Page 2 of 4

Re: gcc4.8 outperforming gcc5, gcc6, gcc7

Posted: Sun Nov 26, 2017 7:36 pm
by syzygy
D Sceviour wrote:
syzygy wrote:That higher optimisation levels can turn "minor bugs" into crashes is not a reason not to use optimisation. Such "minor bugs" simply need to be fixed. If use of an uninitialised variable does not crash the program, it will likely make it produce incorrect results (which can be almost impossible to notice in a chess engine, except for a measurable decrease in playing strength).
The gcc <variable> "may be used uninitialized" gives unpredictable bogus results. I visually inspect each element and then ignore the warnings if there is nothing wrong. Of course, something else may be triggering the warning.
Yes, gcc sometimes produces bogus warnings (the most annoying being array out of bounds where no array is accessed out of bounds), but where it is right, the proper solution is to fix it and not to accept it as a "minor bug" and compile without optimisation hoping there is no harm ;-)

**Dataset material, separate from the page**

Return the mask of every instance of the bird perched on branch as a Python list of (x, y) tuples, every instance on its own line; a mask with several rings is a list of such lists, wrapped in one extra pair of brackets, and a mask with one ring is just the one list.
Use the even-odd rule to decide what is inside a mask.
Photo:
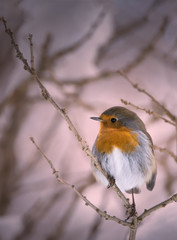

If there is a bug, a crash is the best thing that can happen since it ensures that the bug is detected. The problem with some of these bugs is that the crash (not the bug) goes away when compiling in debug mode. That makes it harder to locate them. But nowadays it is pretty easy to locate them using -fsanitize.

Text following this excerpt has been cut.